What does the hidden layer in a neural network compute?
I'm sure many people will respond with links to 'let me google that for you', so I want to say that I've tried to figure this out so please forgive my lack of understanding here, but I cannot figure out how the practical implementation of a neural network actually works.
I understand the input layer and how to normalize the data, I also understand the bias unit, but when it comes to the hidden layer, what the actual computation is in that layer, and how it maps to the output is just a little foggy. I've seen diagrams with question marks in the hidden layer, boolean functions like AND/OR/XOR, activation functions, and input nodes that map to all of the hidden units and input nodes that map to only a few hidden units each and so I just have a few questions on the practical aspect. Of course, a simple explanation of the entire neural network process like you would explain to a child, would be awesome.

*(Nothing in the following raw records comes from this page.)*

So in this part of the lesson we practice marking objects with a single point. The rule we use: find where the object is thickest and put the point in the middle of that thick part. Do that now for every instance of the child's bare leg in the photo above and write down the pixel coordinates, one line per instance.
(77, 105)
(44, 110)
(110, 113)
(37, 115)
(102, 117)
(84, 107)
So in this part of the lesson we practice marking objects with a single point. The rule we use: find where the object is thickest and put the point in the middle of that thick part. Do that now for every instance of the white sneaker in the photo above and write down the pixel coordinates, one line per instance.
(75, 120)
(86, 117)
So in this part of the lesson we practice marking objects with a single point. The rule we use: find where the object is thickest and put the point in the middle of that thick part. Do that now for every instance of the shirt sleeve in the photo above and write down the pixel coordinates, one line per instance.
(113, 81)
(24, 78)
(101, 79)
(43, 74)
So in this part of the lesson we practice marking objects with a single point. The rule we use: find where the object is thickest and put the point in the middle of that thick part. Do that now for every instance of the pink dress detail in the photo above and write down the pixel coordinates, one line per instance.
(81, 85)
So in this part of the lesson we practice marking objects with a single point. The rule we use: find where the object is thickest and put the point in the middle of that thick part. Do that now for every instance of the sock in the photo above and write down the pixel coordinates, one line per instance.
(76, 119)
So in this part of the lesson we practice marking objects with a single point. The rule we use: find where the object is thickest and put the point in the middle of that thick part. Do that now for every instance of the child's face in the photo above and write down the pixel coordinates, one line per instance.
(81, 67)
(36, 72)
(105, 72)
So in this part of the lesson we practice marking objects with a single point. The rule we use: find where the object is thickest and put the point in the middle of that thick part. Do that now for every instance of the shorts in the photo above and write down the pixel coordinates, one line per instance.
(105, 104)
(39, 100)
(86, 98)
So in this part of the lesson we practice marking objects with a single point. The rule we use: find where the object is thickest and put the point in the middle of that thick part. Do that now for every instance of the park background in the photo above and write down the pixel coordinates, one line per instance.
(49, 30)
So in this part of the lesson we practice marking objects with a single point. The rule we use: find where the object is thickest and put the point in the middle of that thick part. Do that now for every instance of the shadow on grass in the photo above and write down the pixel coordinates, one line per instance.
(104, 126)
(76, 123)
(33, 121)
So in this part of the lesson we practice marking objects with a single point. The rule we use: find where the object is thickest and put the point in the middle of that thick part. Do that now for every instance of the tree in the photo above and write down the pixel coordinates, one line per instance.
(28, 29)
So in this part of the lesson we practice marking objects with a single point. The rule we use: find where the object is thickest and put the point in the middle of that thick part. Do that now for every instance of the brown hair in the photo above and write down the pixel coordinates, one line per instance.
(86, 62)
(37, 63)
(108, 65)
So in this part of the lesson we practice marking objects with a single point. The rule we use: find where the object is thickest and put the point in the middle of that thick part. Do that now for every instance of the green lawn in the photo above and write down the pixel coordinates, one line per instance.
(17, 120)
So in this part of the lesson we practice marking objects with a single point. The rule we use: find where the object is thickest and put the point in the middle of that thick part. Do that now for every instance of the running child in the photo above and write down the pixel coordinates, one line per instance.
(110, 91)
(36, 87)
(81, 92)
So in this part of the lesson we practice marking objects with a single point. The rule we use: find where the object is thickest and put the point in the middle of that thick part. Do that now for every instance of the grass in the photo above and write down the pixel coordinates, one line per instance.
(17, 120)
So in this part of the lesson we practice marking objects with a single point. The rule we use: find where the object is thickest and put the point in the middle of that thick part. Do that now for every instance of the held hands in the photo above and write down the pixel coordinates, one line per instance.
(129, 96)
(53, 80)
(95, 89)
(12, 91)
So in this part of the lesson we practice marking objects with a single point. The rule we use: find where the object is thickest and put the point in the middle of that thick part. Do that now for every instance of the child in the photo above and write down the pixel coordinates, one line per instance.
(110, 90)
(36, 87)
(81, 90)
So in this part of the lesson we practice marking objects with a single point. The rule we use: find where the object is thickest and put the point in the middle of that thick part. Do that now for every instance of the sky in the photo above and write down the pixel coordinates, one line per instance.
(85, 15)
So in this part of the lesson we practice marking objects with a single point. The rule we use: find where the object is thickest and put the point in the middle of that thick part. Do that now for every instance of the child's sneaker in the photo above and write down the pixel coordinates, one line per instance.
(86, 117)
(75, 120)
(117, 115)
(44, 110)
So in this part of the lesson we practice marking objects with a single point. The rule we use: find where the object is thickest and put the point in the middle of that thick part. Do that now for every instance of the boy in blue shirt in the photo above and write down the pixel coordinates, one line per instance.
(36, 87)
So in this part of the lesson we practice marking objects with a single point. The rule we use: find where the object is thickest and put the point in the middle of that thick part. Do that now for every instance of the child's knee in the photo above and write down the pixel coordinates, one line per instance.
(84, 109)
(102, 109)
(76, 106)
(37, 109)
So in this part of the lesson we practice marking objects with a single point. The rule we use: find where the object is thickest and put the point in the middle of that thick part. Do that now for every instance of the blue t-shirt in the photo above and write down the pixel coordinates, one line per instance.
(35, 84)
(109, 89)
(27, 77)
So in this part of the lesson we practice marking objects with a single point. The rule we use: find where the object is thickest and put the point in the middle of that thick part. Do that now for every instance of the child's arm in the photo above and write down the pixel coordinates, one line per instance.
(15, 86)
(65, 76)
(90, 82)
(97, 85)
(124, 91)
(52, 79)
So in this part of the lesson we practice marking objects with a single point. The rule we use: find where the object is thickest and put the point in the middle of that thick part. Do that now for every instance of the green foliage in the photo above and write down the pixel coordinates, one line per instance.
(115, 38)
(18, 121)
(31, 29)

What computations are done in the hidden layer?
How are those computations mapped to the output layer?
How does the ouput layer work? De-normalizing the data from the hidden layer?
Why are some layers in the input layer connected to the hidden layer and some are not?
People around here are nice, I have never seen a “let me google that for you” answer but many surprisingly thorough and insightful answers to what seemed at first to be basic questions. Unfortunately, I can't help you with yours but it seems quite relevant so I am happily voting it up.
Thanks for the comment and the vote Gael, I'm probably a bit jaded by the SO community as we all know how those folks can get :) Glad to see more of a spirit of collaboration over here as opposed to trying to earn badges and points by editing/closing questions.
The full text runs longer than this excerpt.